# Basic manipulation of `pylipd.LiPD` object

## Authors

Deborah Khider, Varun Ratnakar

Information Sciences Institute, University of Southern California

Author1 = {"name": "Deborah Khider", "affiliation": "Information Sciences Institute, University of Southern California", "email": "khider@usc.edu", "orcid": "0000-0001-7501-8430"}

Author2 = {"name": "Varun Ratnakar", "affiliation": "Information Sciences Institute, University of Southern California", "email": "varunr@isi.edu"}

## Preamble

### Goals:

* Extract a time series for data analysis
* Remove/pop LiPD datasets to an existing `LiPD` object

Reading Time: 5 minutes

### Keywords

LiPD; query

### Pre-requisites

None. This tutorial assumes basic knowledge of Python and Pandas. If you are not familiar with this coding language and the Pandas library, check out this tutorial: http://linked.earth/ec_workshops_py/.

### Relevant Packages

Pandas, pylipd

## Data Description

This notebook uses the following datasets, in LiPD format:

* Nurhati, I. S., Cobb, K. M., & Di Lorenzo, E. (2011). Decadal-scale SST and salinity variations in the central tropical Pacific: Signatures of natural and anthropogenic climate change. Journal of Climate, 24(13), 3294–3308. doi:10.1175/2011jcli3852.1

* Moses, C. S., Swart, P. K., and Rosenheim, B. E. (2006), Evidence of multidecadal salinity variability in the eastern tropical North Atlantic, Paleoceanography, 21, PA3010, doi:10.1029/2005PA001257.

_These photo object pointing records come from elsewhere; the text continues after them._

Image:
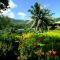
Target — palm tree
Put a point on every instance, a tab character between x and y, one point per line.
40	17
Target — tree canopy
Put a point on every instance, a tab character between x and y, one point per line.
4	4
41	16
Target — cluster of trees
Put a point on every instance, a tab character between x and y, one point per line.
41	17
4	4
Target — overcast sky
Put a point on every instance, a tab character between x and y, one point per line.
19	8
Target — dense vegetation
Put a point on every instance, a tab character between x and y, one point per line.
21	41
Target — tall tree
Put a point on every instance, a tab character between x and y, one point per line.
4	4
40	16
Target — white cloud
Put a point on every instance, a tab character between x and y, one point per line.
46	6
9	12
12	4
22	15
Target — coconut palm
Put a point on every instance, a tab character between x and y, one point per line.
40	17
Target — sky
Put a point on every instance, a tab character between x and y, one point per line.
19	8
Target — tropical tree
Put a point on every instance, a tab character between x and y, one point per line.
4	22
40	16
4	4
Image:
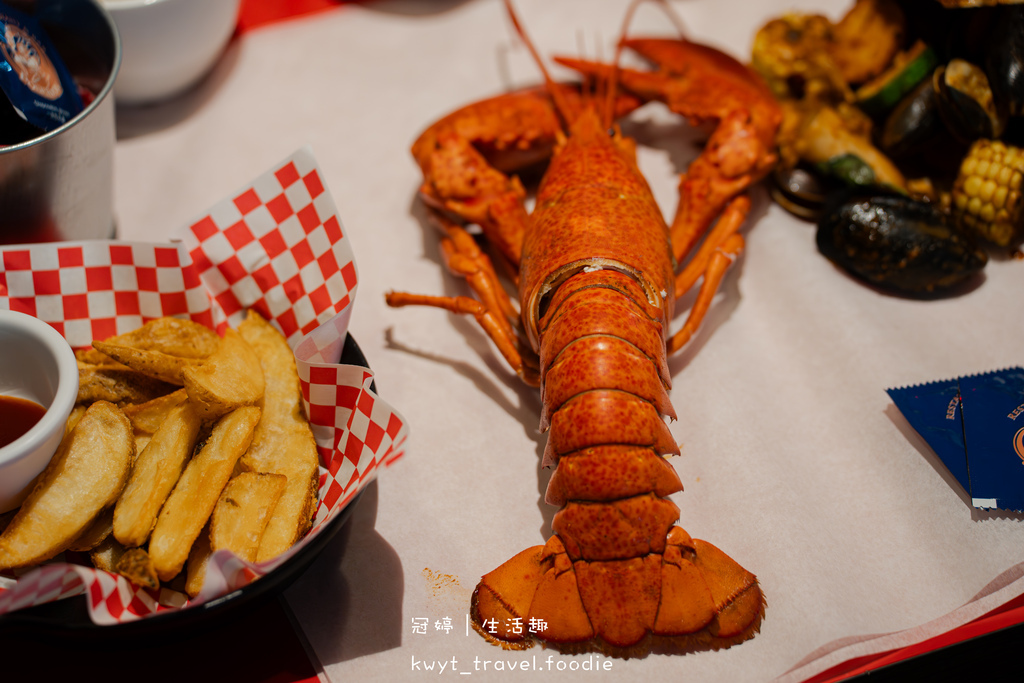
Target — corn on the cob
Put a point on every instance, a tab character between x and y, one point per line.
987	194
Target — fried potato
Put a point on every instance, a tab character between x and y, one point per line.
173	336
136	565
76	415
118	385
228	379
243	511
153	364
198	559
157	470
85	476
147	417
284	442
95	534
105	555
90	356
196	494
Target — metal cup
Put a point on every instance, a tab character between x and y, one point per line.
60	185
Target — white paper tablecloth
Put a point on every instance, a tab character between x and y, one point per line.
795	461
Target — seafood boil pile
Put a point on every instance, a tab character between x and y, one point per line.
901	135
598	271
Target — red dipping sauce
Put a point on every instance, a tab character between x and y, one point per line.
16	417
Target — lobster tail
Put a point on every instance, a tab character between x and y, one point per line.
617	574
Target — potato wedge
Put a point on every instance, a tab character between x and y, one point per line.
105	555
153	364
90	356
190	504
228	379
136	565
157	470
118	385
173	336
284	442
198	559
147	417
95	534
85	476
243	511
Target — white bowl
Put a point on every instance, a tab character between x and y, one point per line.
37	364
168	45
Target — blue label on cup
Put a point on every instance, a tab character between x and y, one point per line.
32	75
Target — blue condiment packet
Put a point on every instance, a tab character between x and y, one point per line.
993	424
33	76
975	424
934	411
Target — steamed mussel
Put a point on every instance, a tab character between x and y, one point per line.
896	243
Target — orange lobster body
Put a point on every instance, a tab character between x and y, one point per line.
597	286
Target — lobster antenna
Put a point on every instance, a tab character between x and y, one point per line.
676	20
556	93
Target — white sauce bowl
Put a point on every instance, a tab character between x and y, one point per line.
168	45
37	364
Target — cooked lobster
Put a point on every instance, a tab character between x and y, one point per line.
595	267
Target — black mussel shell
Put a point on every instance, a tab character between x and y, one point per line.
913	125
1005	59
966	102
896	243
802	190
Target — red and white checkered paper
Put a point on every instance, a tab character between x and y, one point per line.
275	246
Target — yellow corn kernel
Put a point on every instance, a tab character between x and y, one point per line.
986	198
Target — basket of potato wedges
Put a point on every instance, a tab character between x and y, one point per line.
189	467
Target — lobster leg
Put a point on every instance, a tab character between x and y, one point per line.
713	259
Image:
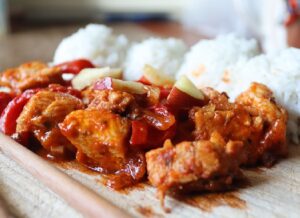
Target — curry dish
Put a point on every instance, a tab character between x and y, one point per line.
178	137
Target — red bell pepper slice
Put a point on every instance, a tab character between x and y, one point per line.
74	67
139	135
144	81
69	90
144	136
12	111
5	98
159	117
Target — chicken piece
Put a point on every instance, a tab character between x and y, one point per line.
230	120
254	118
101	138
41	116
269	120
100	135
115	101
30	75
204	165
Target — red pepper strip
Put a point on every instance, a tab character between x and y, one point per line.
164	93
5	98
144	81
74	67
159	117
139	134
146	137
12	111
69	90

* Euro2k database: PAGES2k Consortium., Emile-Geay, J., McKay, N. et al. A global multiproxy database for temperature reconstructions of the Common Era. Sci Data 4, 170088 (2017). doi:10.1038/sdata.2017.88

* Stott, L., Timmermann, A., & Thunell, R. (2007). Southern Hemisphere and deep-sea warming led deglacial atmospheric CO2 rise and tropical warming. Science (New York, N.Y.), 318(5849), 435–438. doi:10.1126/science.1143791

* Tudhope, A. W., Chilcott, C. P., McCulloch, M. T., Cook, E. R., Chappell, J., Ellam, R. M., et al. (2001). Variability in the El Niño-Southern Oscillation through a glacial-interglacial cycle. Science, 291(1511), 1511-1517. doi:doi:10.1126/science.1057969

* Tierney, J. E., Abram, N. J., Anchukaitis, K. J., Evans, M. N., Giry, C., Kilbourne, K. H., et al. (2015). Tropical sea surface temperatures for the past four centuries reconstructed from coral archives. Paleoceanography, 30(3), 226–252. doi:10.1002/2014pa002717

* Orsi, A. J., Cornuelle, B. D., and Severinghaus, J. P. (2012), Little Ice Age cold interval in West Antarctica: Evidence from borehole temperature at the West Antarctic Ice Sheet (WAIS) Divide, Geophys. Res. Lett., 39, L09710, doi:10.1029/2012GL051260.

In [1]:
from pylipd.lipd import LiPD

## Demonstration

### Extract time series data from LiPD formatted datasets

If you are famliar with the [R utilities](https://nickmckay.github.io/lipdR/), one useful functions is the ability to expand timeseries data. This capability was also present in the previous iteration of the Python utilities and `pylipd` retains this compatbility to ease the transition. 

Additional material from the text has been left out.